Below it, the massive factory complex squinted its electronic eyes at the Efreet. For a ship that powerful to become that damaged meant that a war had started somewhere. A war with an enemy capable of damaging something like an Efreet had not happened in so long that the factory's thinking arrays had to bring up memories from deep storage and examine them.

It had been 78,425,635 years since a ship this damaged had arrived, and that had been a Djinn who had run into a ship of the Enemy that had been hanging, silently and in hibernation, in an Oort Cloud. An outlier.

The factory searched deeper. Another one. An outlier. Another one. Still the Enemy. Another one. Still the Enemy.

The factory disengaged the Archival Analysis Array and squinted at the Efreet again, scanning it. It had been pounded by atomics, directed nuclear hellfire, plasma, kinetic rounds that had produced damage far beyond near-C-velocity cannons. The patterns were unusual, some of them mathematically designed to inflict the most damage, others as if something had just randomly struck out at the Efreet.

Illogical attack patterns meant biological enemies.

No biological enemy had damaged any ship greater than a Hobgoblin in aeons. Not since the Enemy was created by the Enemy Builders.

The factory reached out with code, looking for the mind of the Efreet.

It was almost dead. The records destroyed. It was insane and stray electronic pulses howled and screamed in a feral cacophony that made the factory reach out and shut down the Efreet's power cores. Those feral code strings, obviously damaged by the trip through Hellspace, screeched and gibbered at the factory's intelligence cores and then slowly dissipated. The Efreet's electronic brain fought against the shutdown order, melting down one of its fusion reactors during the attempt, but then slowly faded away.

The mortally wounded Efreet died at the cold analytical hands of its brethren.

The factory reached out with tractor beams and slowly drew the damaged ship down to the repair bays. Enough of it was left to justify reclaiming its resources and the Analytical Engineering Array would carefully examine it to fully understand and record what kind of species had been able to attack and damage an Efreet so badly.

The Efreet lightly touched down on the main floor of a repair and reclaimation bay, the doors the size of a small city closing over it, darkness washing over it. The factory's auto-reclaimation core sent multiple ships to slowly scan the dead Efreet.

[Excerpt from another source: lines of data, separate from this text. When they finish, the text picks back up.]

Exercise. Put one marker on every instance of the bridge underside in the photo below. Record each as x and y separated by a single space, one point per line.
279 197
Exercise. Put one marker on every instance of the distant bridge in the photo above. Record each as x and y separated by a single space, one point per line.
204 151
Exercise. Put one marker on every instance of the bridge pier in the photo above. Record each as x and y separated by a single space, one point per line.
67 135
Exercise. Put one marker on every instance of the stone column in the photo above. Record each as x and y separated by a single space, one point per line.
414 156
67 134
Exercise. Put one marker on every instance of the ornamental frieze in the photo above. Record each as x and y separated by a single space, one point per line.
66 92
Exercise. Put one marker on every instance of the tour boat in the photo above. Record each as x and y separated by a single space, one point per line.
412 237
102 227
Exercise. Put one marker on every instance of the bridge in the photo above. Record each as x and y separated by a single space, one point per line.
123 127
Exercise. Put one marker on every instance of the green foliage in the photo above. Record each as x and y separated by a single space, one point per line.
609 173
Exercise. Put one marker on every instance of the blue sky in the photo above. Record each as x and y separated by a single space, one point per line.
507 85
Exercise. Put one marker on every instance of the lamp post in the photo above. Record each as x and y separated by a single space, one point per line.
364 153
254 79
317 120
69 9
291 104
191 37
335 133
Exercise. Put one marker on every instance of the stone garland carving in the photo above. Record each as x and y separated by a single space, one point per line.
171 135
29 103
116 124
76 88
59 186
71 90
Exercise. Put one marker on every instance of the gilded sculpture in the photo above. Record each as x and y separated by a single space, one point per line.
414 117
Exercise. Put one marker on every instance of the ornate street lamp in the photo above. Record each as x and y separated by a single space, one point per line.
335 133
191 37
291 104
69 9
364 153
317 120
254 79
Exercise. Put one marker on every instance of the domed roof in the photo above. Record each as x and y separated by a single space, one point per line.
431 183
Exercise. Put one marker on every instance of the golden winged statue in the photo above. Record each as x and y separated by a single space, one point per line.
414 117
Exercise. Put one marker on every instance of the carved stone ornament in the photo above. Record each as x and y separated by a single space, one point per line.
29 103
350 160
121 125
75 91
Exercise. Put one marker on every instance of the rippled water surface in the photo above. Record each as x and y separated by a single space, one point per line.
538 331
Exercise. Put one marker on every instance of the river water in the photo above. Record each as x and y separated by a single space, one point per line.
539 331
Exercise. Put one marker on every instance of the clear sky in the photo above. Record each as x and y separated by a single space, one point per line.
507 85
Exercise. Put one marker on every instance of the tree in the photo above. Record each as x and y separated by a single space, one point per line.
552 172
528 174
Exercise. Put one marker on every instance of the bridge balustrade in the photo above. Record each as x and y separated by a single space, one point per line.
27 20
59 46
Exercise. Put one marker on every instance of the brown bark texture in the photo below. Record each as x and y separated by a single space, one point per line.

Laser weapon damage. Far higher than any laser weapons seen by the factory's weapon analysis section. Plasma fire. Not just the compressed 'wad' of plasma the factory had recorded before but some kind of weapon that enabled plasma to penetrate thick armor before being compressed into a gap in the armor. This allowed it to expand rapidly, exploding away vast sections of armor. Another new weapon type. The impacts were off the charts. A near-C-velocity cannon would do less than 5% of the damage that was done to the Efreet's armor. Another weapon. The engines were damaged, heavy ion cannon hits done by nuclear ammunition compressed via gravitons or magnetic fields. Another new weapon. Damage to the superstructure as if the Efreet had wandered into a rapidly fluctuating gravity field. Another new weapon.

The Efreet's exterior was less than 20% scanned.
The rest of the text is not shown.